Another possible factor affecting viral load is the time of sampling after initiating treatment. In 11 out of 13 patients, treatment was initiated within 2 days prior to sampling. Kinetics of clearance of infection have been studied with repeated aqueous taps during antiviral treatment.24 25 There is a surprisingly slow decrease of viral genome in aqueous during antiviral treatment, suggesting minor changes if samples are taken within days after initiation of treatment compared with prior to initiation.
In addition to the factors mentioned above, the virus type might have an impact on viral load (table 3). In the group of VZV ARN, ocular samples carried a higher amount of viral genome compared with HSV ARN and had worse visual acuity at baseline. These differences were not significant however, maybe due to small sample size. HSV1 and HSV2 patients tended to have better BCVA at presentation and deteriorated during treatment. An initial worse visual acuity and higher risk for retinal detachment in VZV ARN compared with HSV ARN have been described previously.27
Investigators have compared viral load in cerebrospinal fluid and prognosis in herpes encephalitis. Most of them demonstrate no correlation between viral load and prognosis/mortality.28–30
A limitation of the current study is the small sample size. Because of ARN being a rare disorder, most case series are small. Moreover, Sweden is a sparsely populated country making rare diseases seldom encountered.
ARN is caused by a reactivation of alpha herpes viruses (VZV, HSV1 and HSV2) as seen in this cohort of Scandinavian patients. Patients with ARN caused by VZV are older at presentation and tend to have higher viral load and lower initial BCVA compared with ARN caused by HSV1 and HSV2. We found no correlation between viral load and visual prognosis. Care should be taken when interpreting viral load as a prognostic marker. Many factors contribute to viral load, most importantly time from onset of symptoms to sampling.
Serum samples may be qPCR positive for the responsible herpes virus early after onset.
Contributors JvH, TB and MZ planned the study. TB contributed with analysis and interpretation of data. JvH conducted the study, wrote and submitted the manuscript.

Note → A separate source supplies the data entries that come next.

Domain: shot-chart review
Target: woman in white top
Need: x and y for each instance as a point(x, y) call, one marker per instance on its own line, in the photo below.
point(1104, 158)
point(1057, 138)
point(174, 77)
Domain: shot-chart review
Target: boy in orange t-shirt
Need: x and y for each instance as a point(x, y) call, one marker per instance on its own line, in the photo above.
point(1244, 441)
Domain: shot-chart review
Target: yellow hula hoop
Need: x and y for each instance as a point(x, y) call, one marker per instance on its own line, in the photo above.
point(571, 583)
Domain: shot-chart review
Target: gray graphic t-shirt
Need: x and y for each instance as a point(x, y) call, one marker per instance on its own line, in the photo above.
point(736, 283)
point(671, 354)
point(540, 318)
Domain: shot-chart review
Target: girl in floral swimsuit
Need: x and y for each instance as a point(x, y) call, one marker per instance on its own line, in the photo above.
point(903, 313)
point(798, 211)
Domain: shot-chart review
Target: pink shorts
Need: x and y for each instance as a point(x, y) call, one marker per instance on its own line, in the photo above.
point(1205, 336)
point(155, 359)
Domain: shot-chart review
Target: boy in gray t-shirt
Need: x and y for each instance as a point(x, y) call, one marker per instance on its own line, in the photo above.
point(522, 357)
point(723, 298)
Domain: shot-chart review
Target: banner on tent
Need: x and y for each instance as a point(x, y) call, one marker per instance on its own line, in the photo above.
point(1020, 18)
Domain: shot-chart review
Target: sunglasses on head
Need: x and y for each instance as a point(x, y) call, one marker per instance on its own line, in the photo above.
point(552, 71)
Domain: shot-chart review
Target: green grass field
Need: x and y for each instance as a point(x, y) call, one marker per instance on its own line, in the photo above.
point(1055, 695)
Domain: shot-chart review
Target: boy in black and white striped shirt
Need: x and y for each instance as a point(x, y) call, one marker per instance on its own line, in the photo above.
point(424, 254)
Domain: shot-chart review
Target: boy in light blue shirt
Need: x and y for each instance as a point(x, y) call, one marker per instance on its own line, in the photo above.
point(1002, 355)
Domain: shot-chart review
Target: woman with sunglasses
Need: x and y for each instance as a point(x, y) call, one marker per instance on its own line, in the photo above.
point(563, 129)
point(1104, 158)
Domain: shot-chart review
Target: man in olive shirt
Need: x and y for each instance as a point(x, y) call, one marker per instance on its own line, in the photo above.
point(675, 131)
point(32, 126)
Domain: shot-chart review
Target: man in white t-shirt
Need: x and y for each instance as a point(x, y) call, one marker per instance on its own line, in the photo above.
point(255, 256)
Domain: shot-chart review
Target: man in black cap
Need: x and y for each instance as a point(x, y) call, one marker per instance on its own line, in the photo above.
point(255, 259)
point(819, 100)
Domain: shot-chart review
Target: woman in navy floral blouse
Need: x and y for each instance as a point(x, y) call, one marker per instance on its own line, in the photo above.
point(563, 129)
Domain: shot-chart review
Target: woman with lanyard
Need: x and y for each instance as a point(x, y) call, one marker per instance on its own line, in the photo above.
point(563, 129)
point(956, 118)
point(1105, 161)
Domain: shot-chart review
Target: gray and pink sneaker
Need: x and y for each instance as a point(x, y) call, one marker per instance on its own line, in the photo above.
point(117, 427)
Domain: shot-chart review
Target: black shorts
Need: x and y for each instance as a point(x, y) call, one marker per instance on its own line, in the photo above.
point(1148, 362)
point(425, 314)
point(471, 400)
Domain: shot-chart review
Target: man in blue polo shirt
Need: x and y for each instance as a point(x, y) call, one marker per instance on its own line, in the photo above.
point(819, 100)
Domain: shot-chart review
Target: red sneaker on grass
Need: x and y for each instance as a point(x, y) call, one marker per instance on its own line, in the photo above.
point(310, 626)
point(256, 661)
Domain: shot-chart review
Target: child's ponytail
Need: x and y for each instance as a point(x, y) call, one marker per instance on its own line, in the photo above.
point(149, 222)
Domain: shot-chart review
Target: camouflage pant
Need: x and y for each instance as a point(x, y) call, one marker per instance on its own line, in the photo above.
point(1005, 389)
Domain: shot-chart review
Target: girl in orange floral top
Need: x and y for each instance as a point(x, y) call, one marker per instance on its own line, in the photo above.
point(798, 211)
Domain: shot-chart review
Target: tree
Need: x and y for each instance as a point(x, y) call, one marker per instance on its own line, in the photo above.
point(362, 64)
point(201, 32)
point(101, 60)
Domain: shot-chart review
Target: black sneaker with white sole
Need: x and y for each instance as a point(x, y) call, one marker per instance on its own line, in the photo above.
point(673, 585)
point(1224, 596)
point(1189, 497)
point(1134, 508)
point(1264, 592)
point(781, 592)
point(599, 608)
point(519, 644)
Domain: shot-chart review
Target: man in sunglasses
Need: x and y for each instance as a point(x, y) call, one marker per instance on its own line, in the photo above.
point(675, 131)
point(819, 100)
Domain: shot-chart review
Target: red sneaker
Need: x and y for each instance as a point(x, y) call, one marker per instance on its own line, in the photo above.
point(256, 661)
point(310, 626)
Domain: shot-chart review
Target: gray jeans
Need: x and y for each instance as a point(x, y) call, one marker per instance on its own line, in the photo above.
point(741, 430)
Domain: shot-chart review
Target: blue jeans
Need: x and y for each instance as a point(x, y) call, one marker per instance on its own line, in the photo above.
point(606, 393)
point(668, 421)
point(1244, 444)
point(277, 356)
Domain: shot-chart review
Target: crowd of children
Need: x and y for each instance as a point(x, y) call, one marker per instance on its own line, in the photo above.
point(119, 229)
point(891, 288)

TB and MZ revised the manuscript and gave final approval.
Funding This work has been supported by grants from the Swedish government (“Agreement concerning research and education of doctors”; ALF-GBG-441721), Vetenskapliga rådet, HALLAND-724231, Region Halland, HALLAND-685521, D&B Dahlins stiftelse.
Competing interests None declared.
Patient consent for publication Informed patient consent was not required according to the Regional Ethics Committee in Gothenburg, as this was a retrospective study.
Ethics approval The study was approved by the Regional Ethics Committee in Gothenburg and the tenets of the Declaration of Helsinki were followed.
Provenance and peer review Not commissioned; externally peer reviewed.